There were two sour notes.

• Chief of Police Darryl Perry would not allow the single pro-Superferry supporter, Kimo Rosen, to attend the festivities, even though celebrants asked that he be included. Perry insisted that Rosen stand about 100 yards off.

• On Sunday, the day of that Nawiliwili anti-ferry event, The Garden Island had a full banner headline “Superferry officials talk of possible return.” There was no mention of the day’s celebration planned at the harbor.

The paper that pretends to report for Kaua‘i can rightfully be condemned as a pipeline for the interests of the flacks trying to drum up support for the Superferry return to Kaua‘i. Their recent coverage of the issue could only have been scripted by PR consultants of the HSF Corporation.

The Sunday page-one top-of-fold article included that “A Web poll conducted by TGI shows that 39 percent of the votes were cast in favor of the Superferry’s presumably immediate return to Kaua‘i.”

Further down on page one it does say that 17 percent thought the ferry should only return after it passes an EIS. But it was not until the continuity on page seven (in a separate paragraph) that TGI reporter Michael Levine mentions that 28 percent said the ferry should never return to Kaua‘i.

The clumsily framed questions about the Superferry were:

A. It should return to Kaua‘i and resume service? 1,166 votes

B. An EIS should be completed before it returns to service on Kauai? 519 votes

C. It should never return? 842 votes

D. It should return to service on Kaua‘i while an EIS is conducted? 328 votes

E. Superferry officials should reach out to the people on Kaua‘i to determine if a return to Kaua‘i should occur? 164 votes

Their order should have been on a gradient, such as from maintaining the status quo to the sharpest change in future circumstances. Namely C, B, E, D, A.
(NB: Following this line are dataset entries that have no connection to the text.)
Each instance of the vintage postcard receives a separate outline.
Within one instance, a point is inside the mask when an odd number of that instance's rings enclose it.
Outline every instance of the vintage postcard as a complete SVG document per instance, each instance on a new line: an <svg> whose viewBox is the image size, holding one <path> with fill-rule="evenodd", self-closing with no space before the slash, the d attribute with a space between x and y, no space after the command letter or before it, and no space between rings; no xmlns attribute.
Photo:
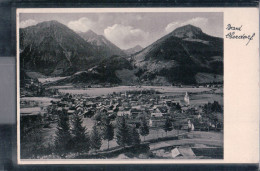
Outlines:
<svg viewBox="0 0 260 171"><path fill-rule="evenodd" d="M257 162L258 31L257 8L17 9L18 163Z"/></svg>

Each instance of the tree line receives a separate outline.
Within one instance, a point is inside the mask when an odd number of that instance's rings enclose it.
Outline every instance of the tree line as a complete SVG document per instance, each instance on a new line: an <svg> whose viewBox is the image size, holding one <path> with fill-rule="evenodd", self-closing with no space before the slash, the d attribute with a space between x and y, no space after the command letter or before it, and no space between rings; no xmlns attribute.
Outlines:
<svg viewBox="0 0 260 171"><path fill-rule="evenodd" d="M57 124L55 137L55 151L61 157L69 152L87 153L89 151L97 152L102 146L102 139L107 140L107 149L109 150L109 142L116 137L116 142L120 147L126 146L137 147L141 143L140 135L145 137L149 135L149 125L145 117L141 118L139 129L135 125L127 123L126 116L117 117L116 131L107 117L102 125L97 122L92 127L91 132L88 132L86 127L82 125L83 116L74 114L72 117L72 127L70 128L69 116L65 111L60 113ZM165 132L171 131L173 125L169 119L166 119Z"/></svg>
Should option “E” even have been on the poll? Shouldn’t there be a dialog in all circumstances. To date the HSF has only consulted with the mayoral candidates and the Kauai Chamber of Commerce.

There were a total of 2,729 votes in the poll. I suspect all the hundreds of Superferry employees were informed of the poll and encouraged to vote in it. It would be interesting to know from TGI what percentage of Web votes came from off-island ISP addresses.

Even so, I interpret results as 1,361 votes for the ferry to never return (or return only if it passes an EIS). And 1,204 for the ferry to resume service (or provide temporary service only until an EIS is passed).

That reads as 50 percent against imminent return and 44 percent for an imminent return. I view the 164 who voted “E” as undecided. That is a close poll, but one I think was skewed as reported by TGI.

I’m disappointed in those results, and so should be the Superferry Corporation. There is no apparent groundswell of support for the ferry to return to Kaua‘i, even when you can line up the company employees.

To top it off, in Monday’s TGI report on the no Superferry “Jam in the Harbor” celebration the TGI got the story wrong again. Again Michael Levine has the byline. The above-the-fold photo by Dennis Fujimoto show a close-up of a sign reading “Bring Back Da Superferry” held by Kimo Rosen, the only person at Nawiliwili Park who expressed favor with the ferry, and who stood outside the area of the day’s celebration. The title of the article was “Ferry-free Kaua‘i celebrated” with the subtitle “But some residents call for ship’s return.”

I would not call this fair and balanced journalism.